The parallel implementations of operators are various. For example, HashAgg is divided into two stages. Each stage will start multiple goroutines (partialWorkers and finalWorkers).

It is worth noting that we still use the traditional Volcano-model, the Next() is only called by a single thread. The parallelism only occurs in the internal processing of the operator.

The degree of parallelism (DOP) can be controlled by the session variable. For example, tidb_executor_concurrency is 5 by default. It means HashJoin will create five goroutines to probe HashTable. You can also control the parallelism of a specific operator by changing the session variable, such as tidb_hash_join_concurrency.

At present, most important operators have implemented intra-operator parallelism:

  1. Join: HashJoin, IndexJoin, IndexHashJoin, IndexMergeJoin
  2. Apply: ParallelApply
  3. Aggregation: HashAgg
  4. Other: Union, Projection
  5. Reader: TableReader, IndexReader

Other operators are still single threaded: TopN, Limit, Sort, MergeJoin, StreamAgg, Selection, WindowFunc. But some of them (TopN, Limit, StreamAgg, Selection) can be pushed down to TiKV.

Other Parallelism Implementation

Intra operator parallelism is the most intuitive way to implement parallelism, but its implementation is complex, because every operator needs to implement parallelism independently. What's worse, too many threads will increase the scheduling overhead. Although, the use of goroutines can alleviate this problem.

A more traditional way to implement parallelism is to use the exchange operator. By encapsulating the parallel logic into the exchange operator, all other operators only need to consider the single thread implementation.
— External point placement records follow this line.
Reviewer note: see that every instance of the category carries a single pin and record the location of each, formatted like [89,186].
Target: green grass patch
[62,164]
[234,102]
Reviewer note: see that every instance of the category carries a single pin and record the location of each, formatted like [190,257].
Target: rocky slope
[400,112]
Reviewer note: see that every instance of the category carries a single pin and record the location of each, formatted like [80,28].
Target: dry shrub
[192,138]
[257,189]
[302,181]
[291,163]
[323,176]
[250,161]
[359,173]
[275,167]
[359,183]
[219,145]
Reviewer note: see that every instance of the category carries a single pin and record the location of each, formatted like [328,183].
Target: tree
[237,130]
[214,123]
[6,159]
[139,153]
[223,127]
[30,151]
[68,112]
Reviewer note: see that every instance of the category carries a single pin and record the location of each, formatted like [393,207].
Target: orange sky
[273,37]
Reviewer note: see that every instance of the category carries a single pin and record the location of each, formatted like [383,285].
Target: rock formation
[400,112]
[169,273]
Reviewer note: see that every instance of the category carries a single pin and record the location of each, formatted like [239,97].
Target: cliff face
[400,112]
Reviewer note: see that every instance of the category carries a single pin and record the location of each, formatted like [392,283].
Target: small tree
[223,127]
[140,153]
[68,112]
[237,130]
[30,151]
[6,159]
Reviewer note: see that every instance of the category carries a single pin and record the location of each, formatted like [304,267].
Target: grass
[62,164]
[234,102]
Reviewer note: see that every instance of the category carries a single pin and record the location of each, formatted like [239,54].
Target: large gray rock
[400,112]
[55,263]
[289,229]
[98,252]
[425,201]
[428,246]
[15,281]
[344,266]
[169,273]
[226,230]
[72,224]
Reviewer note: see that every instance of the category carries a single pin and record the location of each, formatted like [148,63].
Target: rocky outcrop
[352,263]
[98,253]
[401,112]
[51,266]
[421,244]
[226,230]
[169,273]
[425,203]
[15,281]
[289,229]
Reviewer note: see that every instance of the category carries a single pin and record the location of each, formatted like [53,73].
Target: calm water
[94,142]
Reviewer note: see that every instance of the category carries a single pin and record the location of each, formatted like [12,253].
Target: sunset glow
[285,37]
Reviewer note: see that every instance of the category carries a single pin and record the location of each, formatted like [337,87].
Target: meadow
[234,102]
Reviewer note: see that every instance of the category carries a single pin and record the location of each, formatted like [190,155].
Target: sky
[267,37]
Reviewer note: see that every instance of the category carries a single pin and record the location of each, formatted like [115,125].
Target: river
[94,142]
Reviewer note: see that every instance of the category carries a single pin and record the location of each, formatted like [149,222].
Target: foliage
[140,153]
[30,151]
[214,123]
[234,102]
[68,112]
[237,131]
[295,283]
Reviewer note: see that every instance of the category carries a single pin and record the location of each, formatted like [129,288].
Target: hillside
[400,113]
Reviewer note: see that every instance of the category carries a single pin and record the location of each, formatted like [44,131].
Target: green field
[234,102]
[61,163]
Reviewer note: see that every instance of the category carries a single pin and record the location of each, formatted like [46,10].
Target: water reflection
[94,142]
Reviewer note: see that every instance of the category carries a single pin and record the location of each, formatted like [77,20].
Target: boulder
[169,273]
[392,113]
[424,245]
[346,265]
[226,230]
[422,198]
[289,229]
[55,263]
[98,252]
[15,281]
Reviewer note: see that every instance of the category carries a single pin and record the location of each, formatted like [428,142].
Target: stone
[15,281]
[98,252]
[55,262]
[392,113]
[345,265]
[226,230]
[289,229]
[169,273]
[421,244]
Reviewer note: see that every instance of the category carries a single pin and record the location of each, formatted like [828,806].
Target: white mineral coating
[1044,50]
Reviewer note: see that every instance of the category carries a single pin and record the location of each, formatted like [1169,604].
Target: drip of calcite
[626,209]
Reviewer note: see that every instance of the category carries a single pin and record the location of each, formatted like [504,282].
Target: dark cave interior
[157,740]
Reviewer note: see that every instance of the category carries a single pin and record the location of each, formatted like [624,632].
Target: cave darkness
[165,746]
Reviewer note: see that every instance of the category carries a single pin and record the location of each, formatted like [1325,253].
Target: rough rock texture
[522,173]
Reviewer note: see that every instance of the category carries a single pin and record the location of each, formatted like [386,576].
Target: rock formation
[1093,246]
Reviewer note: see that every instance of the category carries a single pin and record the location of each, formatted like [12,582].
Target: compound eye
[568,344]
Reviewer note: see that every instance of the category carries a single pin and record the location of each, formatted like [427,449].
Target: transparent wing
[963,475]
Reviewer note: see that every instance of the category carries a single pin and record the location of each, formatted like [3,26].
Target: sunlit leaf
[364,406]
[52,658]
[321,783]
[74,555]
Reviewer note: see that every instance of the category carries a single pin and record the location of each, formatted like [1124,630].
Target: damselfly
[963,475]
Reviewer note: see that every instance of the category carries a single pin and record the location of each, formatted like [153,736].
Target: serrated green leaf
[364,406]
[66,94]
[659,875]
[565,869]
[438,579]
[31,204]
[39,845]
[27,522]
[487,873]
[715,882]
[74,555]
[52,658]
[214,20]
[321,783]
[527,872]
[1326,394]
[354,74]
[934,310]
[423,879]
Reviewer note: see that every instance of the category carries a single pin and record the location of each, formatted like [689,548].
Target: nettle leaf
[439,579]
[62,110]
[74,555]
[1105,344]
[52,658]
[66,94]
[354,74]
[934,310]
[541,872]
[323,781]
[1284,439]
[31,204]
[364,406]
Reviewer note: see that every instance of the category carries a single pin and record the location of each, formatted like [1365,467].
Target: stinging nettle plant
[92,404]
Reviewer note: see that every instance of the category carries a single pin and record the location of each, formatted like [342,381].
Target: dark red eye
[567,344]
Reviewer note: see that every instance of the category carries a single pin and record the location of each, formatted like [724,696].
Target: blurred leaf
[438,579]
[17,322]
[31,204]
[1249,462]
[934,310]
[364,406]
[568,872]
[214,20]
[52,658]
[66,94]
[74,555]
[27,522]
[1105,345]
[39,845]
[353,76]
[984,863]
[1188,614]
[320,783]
The exchange operator is responsible for data exchange between different threads. The internal implementation of exchange is divided into two parts: sender and receiver. And data is transferred from sender to receiver in different ways, such as hash partition, random distribution or sort merge.

There are usually two ways to control DOP:

  1. Users can use hints to specify DOP explicitly.
  2. The optimizer can choose DOP according to the table size of the scan operation automatically.

This approach requires the optimizer to generate parallel plans. Generally, plan generation is divided into two stages. The first stage generates serial plans, and the second stage generates its corresponding parallel plans. The second stage is mainly responsible for inserting the exchange operator into the plan tree at the appropriate position. Both heuristic rules and cost model can be used to get the optimal parallel plan.

Currently, TiDB has a simplified implementation of exchange operator: Shuffle Operator. It can make MergeJoin, StreamAgg and WindowFunc run in parallel. And you can enable MergeJoin to be parallel by setting tidb_merge_join_concurrency be greater than 1.

For Morsel-Driven, it implements parallelism by dividing data into fixed size blocks (Morsel: usually 100000 rows). And a customized scheduler will be responsible for task scheduling to achieve better load balancing. And TiDB doesn't use this approach for now.